Europe's defense budget is set to grow fast. The real estate money chasing that growth is going to places most headlines miss.
Not London. Not Paris. Not Berlin.
The money is flowing into Munich, Oslo, Bordeaux and other cities that build Europe's tanks, jets and missiles.
The Money Behind The Move
At its June 2025 summit, NATO raised the defense spending target from 2% to 5% of GDP.
LaSalle says hitting that mark means more than €900 billion in extra spending across the group.
That money does not stay in defense deals. It pays workers, builds plants, and lifts demand for homes nearby.
LaSalle rebuilt its Cities Growth Index to track the shift. Defense is now 8% of the score, right next to GDP growth and worker output.
The cities on top of that list are not the ones big investors usually flock to.

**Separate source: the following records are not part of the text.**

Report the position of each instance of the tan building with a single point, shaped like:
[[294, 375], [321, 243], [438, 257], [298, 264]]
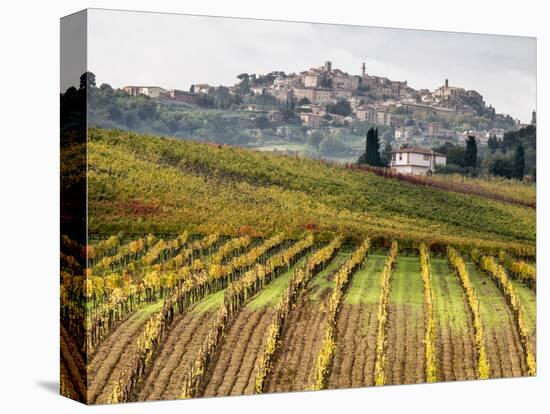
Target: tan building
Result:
[[316, 96], [282, 95], [416, 161], [311, 120], [150, 91]]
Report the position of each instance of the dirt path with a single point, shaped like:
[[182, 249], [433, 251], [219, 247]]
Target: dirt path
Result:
[[295, 360], [455, 341], [355, 353], [114, 354], [405, 349], [233, 371], [503, 342], [178, 350], [73, 368]]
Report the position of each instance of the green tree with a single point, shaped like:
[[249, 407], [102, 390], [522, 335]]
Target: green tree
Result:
[[518, 164], [492, 143], [470, 156], [372, 149]]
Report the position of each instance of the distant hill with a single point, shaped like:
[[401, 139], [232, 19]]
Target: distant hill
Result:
[[141, 183]]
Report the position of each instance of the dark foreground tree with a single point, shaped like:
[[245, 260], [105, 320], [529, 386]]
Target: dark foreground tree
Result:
[[371, 156]]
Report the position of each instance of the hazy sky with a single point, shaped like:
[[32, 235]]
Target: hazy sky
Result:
[[175, 51]]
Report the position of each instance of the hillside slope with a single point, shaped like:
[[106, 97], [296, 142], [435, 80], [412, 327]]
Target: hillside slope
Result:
[[143, 183]]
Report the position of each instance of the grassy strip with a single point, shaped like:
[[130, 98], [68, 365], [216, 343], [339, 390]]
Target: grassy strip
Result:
[[193, 289], [326, 351], [157, 282], [431, 355], [520, 269], [300, 280], [498, 274], [457, 263], [235, 297], [383, 305]]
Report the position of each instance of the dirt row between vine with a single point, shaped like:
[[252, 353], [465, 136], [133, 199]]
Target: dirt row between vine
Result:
[[355, 354], [73, 368], [405, 348], [455, 335], [233, 369], [356, 324], [113, 356], [502, 338], [175, 355], [302, 335]]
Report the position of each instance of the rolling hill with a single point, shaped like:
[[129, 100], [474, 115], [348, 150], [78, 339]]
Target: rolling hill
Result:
[[139, 183]]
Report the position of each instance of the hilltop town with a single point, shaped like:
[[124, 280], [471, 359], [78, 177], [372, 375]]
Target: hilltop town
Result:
[[328, 98]]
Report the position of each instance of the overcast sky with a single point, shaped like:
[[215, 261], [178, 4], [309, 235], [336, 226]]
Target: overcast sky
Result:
[[175, 51]]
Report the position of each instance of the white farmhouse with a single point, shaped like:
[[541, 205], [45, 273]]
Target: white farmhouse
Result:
[[416, 161]]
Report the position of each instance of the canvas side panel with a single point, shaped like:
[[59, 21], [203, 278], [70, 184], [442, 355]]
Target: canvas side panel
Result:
[[73, 231]]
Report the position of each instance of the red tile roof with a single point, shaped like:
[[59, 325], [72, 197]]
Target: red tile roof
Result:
[[417, 150]]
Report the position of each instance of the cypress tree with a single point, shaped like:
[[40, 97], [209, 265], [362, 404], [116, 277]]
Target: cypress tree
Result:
[[371, 156]]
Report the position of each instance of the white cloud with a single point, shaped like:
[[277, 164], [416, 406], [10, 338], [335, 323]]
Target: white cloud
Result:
[[175, 51]]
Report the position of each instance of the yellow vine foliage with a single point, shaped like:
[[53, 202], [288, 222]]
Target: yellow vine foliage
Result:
[[299, 281], [326, 351], [383, 303], [431, 357], [490, 266], [484, 369], [235, 297]]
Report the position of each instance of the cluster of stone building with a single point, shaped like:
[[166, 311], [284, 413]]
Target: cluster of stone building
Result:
[[375, 99]]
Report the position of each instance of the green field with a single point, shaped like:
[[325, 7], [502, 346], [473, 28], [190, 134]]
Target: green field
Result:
[[140, 184], [274, 291], [322, 281], [365, 287]]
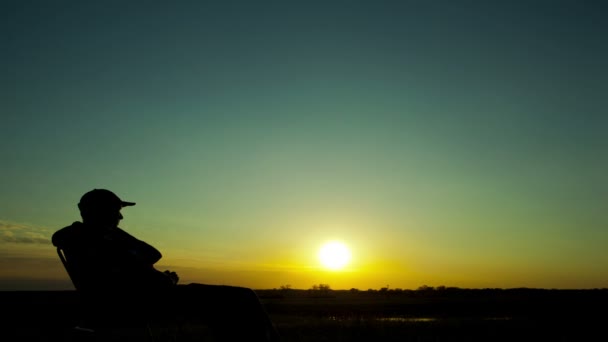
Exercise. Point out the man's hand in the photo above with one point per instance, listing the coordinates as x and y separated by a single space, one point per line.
173 276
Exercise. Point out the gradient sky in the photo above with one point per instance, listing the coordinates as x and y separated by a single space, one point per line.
456 143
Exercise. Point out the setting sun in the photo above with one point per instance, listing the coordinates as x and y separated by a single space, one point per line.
334 255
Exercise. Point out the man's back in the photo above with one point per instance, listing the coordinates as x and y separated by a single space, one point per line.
110 260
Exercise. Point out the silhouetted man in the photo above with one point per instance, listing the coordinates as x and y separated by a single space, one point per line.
110 265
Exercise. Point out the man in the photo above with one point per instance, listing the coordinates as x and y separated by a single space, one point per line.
110 266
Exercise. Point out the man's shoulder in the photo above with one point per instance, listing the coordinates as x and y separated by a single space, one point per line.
68 234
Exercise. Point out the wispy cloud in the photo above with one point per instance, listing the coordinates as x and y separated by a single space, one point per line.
22 233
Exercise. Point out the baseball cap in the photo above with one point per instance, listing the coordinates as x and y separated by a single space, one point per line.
102 198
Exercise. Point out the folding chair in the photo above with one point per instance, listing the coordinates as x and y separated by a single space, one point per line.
94 320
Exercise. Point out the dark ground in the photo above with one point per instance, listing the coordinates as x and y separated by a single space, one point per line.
304 315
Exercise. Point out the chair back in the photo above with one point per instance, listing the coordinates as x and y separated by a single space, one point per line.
68 268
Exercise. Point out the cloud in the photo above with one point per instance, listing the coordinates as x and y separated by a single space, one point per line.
21 233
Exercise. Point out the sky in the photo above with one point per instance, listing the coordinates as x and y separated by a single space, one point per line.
445 143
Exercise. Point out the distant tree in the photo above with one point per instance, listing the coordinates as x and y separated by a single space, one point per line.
426 288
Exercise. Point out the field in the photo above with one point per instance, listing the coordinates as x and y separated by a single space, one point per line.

Every morning, Market Briefs breaks down where money is rotating. Five minutes a day, with a free investing masterclass when you join.
The Cities Winning
Germany hosts 39% of the top defense metros, per LaSalle. Munich jumped three spots to fourth, while Oslo cracked the top 10 at seventh.
Bordeaux, Lyon, Bristol and the Manchester-Liverpool zone are climbing too. They all share one thing: real factories.
Diehl Defence and Airbus run plants in some of these cities. Air and arms firms pull in workers, contractors and crews. All of them need a place to live.
LaSalle calls the growth "lumpy." Just 3% of city regions will soak up 30% of Europe's GDP growth over the next five years.
If you hold real estate in Europe, that lumpiness matters. The big names are not always the ones moving fastest.
The shift also hits the rental side. New workers in places like Munich are pushing up demand for both rented and owned homes. Local rents are climbing fast.
In Saarbrücken and Nuremberg, city halls are looking at ways to speed up new home builds to keep rents in check.
The Risks Inside The Boom
Fast growth in mid-size cities is not free.
It can strain transit. It can push rents out of reach for many. And it can spark new zoning fights at city hall.
ESG rules add more weight too. New builds now need to clear higher bars on clean energy, transit and local input.
EU rules on aid and trade also slow cross-border deals. So legal work varies a lot by country.
Some markets may also miss out. LaSalle warns growth could skip cities that lack a defense base or strong logistics ties.
Worth Noting
The EU's "Defence Readiness" plan is trying to speed up permits for new arms plants and housing built nearby.
National rules on defense procurement are loosening too, which should make it easier to build large facilities and the homes around them.
Smart money is already lining up. Slow money will pay more later.
That is the trade. Get in now, or pay more once the bid for these homes goes up.